In [1]:
import pandas as pd
from pathlib import Path

In [2]:
BASE_DIR = Path("s:/dev/Lakehouse Projekt/lakehouse-demo")
SILVER = BASE_DIR / "data" / "silver"


# Dim Customer

In [3]:

customers = pd.read_parquet(SILVER / "sales" / "customers.parquet")
cities = pd.read_parquet(SILVER / "dimensions" / "cities.parquet")
provinces = pd.read_parquet(SILVER / "dimensions" / "provinces.parquet")
countries = pd.read_parquet(SILVER / "dimensions" / "countries.parquet")
delivery_methods = pd.read_parquet(SILVER / "dimensions" / "delivery_methods.parquet")
people = pd.read_parquet(SILVER / "dimensions" / "people.parquet")


In [4]:
print(f"customers:{customers.shape}")
print(f"cities:{cities.shape}")
print(f"provinces:{provinces.shape}")
print(f"countries:{countries.shape}")
print(f"delivery_methods:{delivery_methods.shape}")
print(f"people:{people.shape}")

customers:(625, 29)
cities:(37940, 8)
provinces:(53, 10)
countries:(190, 14)
delivery_methods:(10, 5)
people:(906, 16)


In [5]:
# provinces -> countries
responsible_market = provinces.merge(
    countries[["country_id", "country_name", "iso_alpha3_code","continent","region","subregion"]],
    on="country_id",
    how="left"
)

responsible_market = responsible_market.merge(
    cities[["state_province_id","city_id", "city_name"]],
    on ="state_province_id",
    how="left"

)

print(f"Shape after Join: {responsible_market.shape}")

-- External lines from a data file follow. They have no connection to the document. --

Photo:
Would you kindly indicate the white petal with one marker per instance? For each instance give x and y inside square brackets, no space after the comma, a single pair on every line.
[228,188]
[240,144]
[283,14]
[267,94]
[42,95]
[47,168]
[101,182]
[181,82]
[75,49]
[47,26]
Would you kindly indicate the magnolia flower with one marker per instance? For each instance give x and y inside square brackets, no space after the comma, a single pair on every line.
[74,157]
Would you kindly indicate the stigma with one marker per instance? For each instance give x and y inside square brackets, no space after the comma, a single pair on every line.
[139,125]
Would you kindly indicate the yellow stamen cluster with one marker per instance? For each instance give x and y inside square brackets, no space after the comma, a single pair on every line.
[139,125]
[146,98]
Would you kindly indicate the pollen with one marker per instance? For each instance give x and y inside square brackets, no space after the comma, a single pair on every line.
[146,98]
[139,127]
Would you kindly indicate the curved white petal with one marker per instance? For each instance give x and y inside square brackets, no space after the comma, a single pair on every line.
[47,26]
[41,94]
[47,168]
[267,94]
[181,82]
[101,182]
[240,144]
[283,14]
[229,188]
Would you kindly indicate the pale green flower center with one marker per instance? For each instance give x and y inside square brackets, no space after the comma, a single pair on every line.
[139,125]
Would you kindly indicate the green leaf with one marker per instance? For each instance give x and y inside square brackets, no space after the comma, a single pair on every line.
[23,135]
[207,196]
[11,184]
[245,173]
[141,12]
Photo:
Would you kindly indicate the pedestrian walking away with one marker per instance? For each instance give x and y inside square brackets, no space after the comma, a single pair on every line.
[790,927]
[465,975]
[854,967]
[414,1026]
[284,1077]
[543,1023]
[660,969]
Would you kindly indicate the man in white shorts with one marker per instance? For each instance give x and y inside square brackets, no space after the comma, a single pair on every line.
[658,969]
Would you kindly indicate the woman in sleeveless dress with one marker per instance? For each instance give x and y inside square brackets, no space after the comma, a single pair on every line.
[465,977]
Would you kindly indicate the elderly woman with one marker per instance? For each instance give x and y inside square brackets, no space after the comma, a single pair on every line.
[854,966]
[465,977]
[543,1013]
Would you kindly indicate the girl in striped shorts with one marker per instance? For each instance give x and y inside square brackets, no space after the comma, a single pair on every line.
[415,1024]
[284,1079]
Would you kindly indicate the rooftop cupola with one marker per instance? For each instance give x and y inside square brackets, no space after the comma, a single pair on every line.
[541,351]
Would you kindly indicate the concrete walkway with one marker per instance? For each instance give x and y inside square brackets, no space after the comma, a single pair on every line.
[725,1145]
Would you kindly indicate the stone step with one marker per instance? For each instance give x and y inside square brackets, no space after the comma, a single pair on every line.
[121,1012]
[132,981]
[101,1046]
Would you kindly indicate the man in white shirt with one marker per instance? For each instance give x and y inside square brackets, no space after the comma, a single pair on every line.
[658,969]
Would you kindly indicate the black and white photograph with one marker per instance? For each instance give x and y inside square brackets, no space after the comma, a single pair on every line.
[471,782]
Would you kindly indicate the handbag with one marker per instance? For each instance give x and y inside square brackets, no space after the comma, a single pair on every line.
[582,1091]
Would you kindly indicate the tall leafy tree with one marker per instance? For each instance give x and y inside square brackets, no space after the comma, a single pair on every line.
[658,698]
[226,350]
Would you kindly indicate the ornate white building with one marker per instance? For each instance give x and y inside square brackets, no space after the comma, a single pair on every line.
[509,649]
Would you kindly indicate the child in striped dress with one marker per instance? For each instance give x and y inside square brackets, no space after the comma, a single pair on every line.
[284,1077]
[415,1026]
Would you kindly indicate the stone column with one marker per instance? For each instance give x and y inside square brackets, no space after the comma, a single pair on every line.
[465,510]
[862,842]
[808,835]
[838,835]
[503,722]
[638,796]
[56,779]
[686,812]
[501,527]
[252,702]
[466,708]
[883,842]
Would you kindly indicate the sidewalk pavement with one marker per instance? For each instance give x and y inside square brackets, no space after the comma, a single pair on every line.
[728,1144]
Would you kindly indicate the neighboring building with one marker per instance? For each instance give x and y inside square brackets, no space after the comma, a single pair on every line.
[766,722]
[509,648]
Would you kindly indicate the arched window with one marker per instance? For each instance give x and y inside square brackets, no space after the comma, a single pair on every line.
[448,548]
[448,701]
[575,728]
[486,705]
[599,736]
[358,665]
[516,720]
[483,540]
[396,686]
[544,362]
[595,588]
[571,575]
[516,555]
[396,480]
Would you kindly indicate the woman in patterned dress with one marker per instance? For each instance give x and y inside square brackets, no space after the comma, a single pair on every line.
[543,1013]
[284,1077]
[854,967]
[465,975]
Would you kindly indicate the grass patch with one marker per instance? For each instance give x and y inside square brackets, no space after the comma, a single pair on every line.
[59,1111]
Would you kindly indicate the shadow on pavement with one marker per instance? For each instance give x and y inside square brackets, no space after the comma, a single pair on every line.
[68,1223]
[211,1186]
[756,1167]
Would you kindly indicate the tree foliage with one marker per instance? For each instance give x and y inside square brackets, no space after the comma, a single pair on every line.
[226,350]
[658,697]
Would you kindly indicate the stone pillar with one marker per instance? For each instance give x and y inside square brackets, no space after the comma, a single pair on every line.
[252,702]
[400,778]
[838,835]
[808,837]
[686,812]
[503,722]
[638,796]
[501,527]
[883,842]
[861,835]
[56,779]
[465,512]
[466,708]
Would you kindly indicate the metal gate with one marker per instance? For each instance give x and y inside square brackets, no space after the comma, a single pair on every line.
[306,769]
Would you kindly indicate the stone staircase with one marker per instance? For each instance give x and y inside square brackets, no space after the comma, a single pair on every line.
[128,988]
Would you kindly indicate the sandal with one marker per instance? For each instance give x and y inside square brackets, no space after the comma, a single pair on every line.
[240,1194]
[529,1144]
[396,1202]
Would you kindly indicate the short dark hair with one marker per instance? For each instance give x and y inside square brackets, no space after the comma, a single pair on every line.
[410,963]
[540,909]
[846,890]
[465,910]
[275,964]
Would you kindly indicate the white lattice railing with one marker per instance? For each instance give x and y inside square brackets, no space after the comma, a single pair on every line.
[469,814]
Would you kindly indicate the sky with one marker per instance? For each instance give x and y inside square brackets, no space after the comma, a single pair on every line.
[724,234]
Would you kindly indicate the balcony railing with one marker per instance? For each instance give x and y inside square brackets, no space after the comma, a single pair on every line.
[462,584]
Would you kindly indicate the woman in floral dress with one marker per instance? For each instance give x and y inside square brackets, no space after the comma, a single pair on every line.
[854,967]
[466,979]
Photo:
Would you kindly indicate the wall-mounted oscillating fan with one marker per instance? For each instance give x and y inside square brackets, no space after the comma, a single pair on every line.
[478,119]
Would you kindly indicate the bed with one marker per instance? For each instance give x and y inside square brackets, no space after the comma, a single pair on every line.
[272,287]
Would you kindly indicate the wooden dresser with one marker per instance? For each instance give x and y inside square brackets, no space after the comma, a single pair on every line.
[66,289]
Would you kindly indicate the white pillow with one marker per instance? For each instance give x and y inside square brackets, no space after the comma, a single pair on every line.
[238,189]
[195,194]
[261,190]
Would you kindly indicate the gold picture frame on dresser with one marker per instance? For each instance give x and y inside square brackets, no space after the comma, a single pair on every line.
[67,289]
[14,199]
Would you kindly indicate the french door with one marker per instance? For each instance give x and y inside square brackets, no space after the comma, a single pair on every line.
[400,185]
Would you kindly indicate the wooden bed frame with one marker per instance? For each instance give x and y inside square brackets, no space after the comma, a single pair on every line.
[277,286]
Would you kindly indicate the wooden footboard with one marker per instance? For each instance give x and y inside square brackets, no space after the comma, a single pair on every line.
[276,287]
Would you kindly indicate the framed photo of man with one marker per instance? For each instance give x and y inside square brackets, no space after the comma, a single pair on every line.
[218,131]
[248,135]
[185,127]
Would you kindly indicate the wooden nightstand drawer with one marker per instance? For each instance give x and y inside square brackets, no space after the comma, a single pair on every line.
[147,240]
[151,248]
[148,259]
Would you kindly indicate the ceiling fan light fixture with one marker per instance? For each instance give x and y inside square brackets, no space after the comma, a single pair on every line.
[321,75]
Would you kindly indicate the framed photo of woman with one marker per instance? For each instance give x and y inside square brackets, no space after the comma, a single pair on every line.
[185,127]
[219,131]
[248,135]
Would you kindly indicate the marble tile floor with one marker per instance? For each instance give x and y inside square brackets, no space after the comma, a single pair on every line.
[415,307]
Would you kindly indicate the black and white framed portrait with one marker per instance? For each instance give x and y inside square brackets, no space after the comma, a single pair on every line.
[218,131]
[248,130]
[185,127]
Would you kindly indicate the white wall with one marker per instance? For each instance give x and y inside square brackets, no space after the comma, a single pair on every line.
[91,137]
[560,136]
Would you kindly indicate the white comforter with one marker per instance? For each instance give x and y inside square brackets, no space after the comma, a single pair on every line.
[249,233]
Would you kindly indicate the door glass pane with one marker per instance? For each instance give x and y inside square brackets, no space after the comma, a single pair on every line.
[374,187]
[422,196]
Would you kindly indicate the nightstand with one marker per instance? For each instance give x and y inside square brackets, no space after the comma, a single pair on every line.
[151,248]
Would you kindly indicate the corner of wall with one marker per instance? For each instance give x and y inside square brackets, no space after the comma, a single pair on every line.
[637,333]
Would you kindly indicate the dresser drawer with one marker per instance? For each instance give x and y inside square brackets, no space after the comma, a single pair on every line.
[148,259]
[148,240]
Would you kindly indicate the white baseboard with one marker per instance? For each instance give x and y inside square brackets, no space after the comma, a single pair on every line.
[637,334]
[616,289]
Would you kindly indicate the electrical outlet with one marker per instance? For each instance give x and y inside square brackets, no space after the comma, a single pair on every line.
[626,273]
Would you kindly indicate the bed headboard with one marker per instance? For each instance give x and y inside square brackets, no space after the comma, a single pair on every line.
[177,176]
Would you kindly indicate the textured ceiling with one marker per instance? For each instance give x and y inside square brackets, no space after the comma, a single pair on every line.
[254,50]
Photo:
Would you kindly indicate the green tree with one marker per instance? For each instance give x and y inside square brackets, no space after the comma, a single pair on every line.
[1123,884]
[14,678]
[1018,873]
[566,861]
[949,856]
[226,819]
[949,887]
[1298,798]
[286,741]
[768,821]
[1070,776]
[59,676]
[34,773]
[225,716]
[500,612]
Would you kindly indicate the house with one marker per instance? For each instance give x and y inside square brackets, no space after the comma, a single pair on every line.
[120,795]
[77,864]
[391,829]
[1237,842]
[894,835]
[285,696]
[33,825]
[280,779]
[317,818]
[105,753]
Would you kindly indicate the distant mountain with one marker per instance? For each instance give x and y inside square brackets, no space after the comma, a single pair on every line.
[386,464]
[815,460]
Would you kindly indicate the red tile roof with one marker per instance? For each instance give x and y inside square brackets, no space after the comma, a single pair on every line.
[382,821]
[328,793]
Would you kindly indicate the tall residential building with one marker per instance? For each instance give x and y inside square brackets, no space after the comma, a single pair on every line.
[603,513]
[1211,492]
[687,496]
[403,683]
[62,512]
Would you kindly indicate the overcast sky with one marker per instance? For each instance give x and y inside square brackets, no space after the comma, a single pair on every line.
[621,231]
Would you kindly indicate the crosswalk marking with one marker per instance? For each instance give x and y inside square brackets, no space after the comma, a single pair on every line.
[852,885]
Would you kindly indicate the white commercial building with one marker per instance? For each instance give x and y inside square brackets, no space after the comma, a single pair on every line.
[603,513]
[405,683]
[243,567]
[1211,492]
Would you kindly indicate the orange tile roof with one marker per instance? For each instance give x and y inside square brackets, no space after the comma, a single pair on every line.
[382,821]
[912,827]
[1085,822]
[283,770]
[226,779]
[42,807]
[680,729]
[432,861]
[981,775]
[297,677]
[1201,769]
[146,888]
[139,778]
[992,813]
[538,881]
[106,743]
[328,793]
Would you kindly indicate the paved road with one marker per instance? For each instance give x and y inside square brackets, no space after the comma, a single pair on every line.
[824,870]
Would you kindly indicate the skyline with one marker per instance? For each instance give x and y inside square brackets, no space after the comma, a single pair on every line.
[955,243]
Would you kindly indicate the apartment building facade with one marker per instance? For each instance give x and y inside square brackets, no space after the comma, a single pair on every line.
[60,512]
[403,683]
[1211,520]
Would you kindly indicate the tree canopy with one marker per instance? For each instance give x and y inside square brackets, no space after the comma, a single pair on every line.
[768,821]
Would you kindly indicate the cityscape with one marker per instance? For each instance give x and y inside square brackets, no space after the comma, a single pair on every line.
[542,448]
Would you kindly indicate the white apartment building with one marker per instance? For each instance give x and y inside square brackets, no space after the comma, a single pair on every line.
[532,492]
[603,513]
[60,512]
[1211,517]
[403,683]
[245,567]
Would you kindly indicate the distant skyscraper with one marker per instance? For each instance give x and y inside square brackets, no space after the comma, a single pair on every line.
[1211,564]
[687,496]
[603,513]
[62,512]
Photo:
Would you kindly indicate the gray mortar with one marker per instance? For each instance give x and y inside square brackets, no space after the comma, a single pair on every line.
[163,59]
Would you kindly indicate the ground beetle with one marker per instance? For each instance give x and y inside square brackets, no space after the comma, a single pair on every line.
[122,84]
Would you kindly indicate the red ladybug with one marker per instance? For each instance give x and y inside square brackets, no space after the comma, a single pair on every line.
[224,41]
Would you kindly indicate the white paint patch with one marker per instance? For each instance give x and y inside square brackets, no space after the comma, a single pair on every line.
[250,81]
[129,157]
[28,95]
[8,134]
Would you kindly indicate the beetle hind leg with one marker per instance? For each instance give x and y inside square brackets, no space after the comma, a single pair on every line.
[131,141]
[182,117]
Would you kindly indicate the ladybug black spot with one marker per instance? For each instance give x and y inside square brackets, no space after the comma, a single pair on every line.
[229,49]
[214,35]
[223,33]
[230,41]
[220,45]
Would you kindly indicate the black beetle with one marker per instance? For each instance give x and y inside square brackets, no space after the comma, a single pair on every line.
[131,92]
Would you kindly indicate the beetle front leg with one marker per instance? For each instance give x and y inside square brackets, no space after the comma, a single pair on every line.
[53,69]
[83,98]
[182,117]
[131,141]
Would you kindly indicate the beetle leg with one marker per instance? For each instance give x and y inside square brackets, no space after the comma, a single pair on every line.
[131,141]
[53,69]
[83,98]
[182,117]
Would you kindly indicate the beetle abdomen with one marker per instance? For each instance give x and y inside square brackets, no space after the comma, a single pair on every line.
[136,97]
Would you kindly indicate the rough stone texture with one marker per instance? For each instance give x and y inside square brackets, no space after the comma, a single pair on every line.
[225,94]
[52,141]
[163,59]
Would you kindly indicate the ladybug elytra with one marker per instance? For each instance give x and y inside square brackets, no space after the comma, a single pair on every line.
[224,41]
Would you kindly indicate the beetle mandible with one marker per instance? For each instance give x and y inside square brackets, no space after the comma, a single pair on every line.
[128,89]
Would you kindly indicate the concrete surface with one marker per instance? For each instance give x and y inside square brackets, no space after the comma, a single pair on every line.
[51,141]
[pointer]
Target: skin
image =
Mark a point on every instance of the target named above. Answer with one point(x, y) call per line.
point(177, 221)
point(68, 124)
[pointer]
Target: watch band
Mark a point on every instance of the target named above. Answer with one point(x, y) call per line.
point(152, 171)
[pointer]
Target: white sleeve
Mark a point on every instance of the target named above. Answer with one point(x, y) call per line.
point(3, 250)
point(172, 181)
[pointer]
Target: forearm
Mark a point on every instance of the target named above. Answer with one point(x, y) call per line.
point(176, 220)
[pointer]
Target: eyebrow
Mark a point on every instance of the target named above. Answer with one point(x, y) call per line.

Shape after Join: (37940, 17)


In [8]:
df = customers.merge(
    delivery_methods[["delivery_method_id", "delivery_method_name"]],
    on="delivery_method_id",
    how = "left"
)
print(f"Shape nach Join: {df.shape}")


Shape nach Join: (625, 30)


In [10]:
df = df.merge(
    responsible_market[["city_id", "city_name", "country_name","state_province_code","state_province_name","iso_alpha3_code", "continent", "region", "subregion","sales_territory"]],
    left_on="delivery_city_id",
    right_on="city_id",
    how="left"
)
print(f"Shape nach Join: {df.shape}")

Shape nach Join: (625, 50)


In [None]:
dim_customers = df[[
    "customer_id",
    "customer_name",
    "bill_to_customer_id",
    "primary_contact_person_id",
    "alternate_contact_person_id",
    "credit_limit",
    "phone_number",
    "fax_number",
    "website_url",
    "delivery_method_name",
    "delivery_address_line1",
    "delivery_address_line2",
    "delivery_postal_code",
    "postal_adress_line1",
    "postal_adress_line2",
    "postal_postal_code",
    "city_name",
    "state_province_code",
    "state_province_name",
    "sales_territory",
    "country_name",
    "iso_alpha3_code",
    "continent",
    "region",
    "subregion"
]]

print(f"Shape dim_customers: {dim_customers.shape}")
dim_customers.head()